Ze menen, de wonde van mijn volk te genezen, Door lichtzinnig te roepen: Vrede, vrede! En er is geen vrede!
12 They were ashamed when they did abomination! Yea, they are not at all ashamed, And blushing they have not known, Therefore, they do fall among falling ones, In the time of their inspection they stumble, said Jehovah.
Ze worden te schande, omdat ze zich schandelijk gedragen, Omdat ze niet blozen, en geen schaamte meer kennen. Daarom zullen ze vallen, als alles ineen valt; Struikelen, als Ik op hen afkom, spreekt Jahweh!

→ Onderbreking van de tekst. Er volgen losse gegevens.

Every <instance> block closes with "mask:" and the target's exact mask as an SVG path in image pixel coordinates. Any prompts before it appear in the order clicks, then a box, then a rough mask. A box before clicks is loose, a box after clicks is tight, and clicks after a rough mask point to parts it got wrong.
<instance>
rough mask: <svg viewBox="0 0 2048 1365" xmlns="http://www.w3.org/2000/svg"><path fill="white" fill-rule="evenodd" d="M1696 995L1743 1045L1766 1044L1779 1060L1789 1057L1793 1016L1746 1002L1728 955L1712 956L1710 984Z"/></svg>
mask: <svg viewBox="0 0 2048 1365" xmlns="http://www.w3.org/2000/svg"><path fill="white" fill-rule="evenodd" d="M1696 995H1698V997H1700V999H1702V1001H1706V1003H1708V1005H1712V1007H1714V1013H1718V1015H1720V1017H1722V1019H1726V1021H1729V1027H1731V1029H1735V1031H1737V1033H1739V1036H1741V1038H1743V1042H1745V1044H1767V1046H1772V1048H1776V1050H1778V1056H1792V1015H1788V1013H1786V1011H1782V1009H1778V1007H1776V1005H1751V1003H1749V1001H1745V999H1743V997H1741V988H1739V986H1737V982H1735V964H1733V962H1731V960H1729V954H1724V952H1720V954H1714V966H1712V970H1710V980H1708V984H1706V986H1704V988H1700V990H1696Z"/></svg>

13 I utterly consume them, an affirmation of Jehovah, There are no grapes in the vine, Yea, there are no figs in the fig-tree, And the leaf hath faded, And the strength they have passeth from them.
Nu haal Ik de oogst bij hen in: Is de godsspraak van Jahweh! Aan de wijnstok geen druiven, Aan de vijgeboom geen vijgen, De blaren verdord: Ik geef ze aan de voorbijgangers weg!
14 Wherefore are we sitting still? Be gathered, and we go in to the fenced cities, And we are silent there, For Jehovah our God hath made us silent, Yea, He causeth us to drink water of gall, For we have sinned against Jehovah.
Waarom blijven we zitten? Verzamelt u; wij vluchten de vestingen in, En komen daar om; Want Jahweh, onze God, laat ons sterven. Hij geeft ons een gifdrank te drinken, Omdat wij tegen Jahweh hebben gezondigd.
15 Looking for peace — and there is no good, For a time of healing, and lo, terror.
Op heil nog hopen? Geen goed te verwachten! Op een tijd van genezing? Neen, van verschrikking!
16 From Dan hath been heard the snorting of his horses, From the voice of the neighings of his mighty ones, Trembled hath all the land, And they come in and consume the land and its fulness, The city and the inhabitants in it.
Uit Dan hoort men reeds Het gesnuif van zijn paarden; Van het gebries zijner hengsten Davert heel het land. Ze komen het land, met wat er op staat, verslinden, De stad met die er in wonen.
17 For, lo, I am sending among you serpents, Vipers that have no charmer, And they have bitten you, an affirmation of Jehovah.
Want zie, Ik laat giftige slangen op u los, Waartegen geen bezwering zal baten; Die zullen u bijten: Is de godsspraak van Jahweh!
18 My refreshing for me [is] sorrow, For me my heart [is] sick.
Ongeneeslijk mijn smart, Mijn hart is zo ziek,
19 Lo, the voice of a cry of the daughter of my people from a land afar off, Is Jehovah not in Zion? is her king not in her? Wherefore have they provoked Me with their graven images, With the vanities of a foreigner?
Hoort het jammeren van de dochter van mijn volk Uit verre gewesten: Is Jahweh dan niet meer in Sion, Is zijn Koning daar niet? Waarom hebben ze Hem toch getart met hun beelden, Met die nietigheden uit de vreemde?
20 Harvest hath passed, summer hath ended, And we — we have not been saved.
De oogst is voorbij, de zomer ten einde, En we zijn nòg niet gered.
21 For a breach of the daughter of my people have I been broken, I have been black, astonishment hath seized me.
Ik ben gewond door de wonde van de dochter van mijn volk, In rouw, en met ontzetting geslagen.
22 Is there no balm in Gilead? Is there no physician there? For wherefore hath not the health of the daughter of my people gone up?
Is er geen balsem, geen geneesheer in Gilad; Waarom is de wonde van de dochter van mijn volk niet genezen?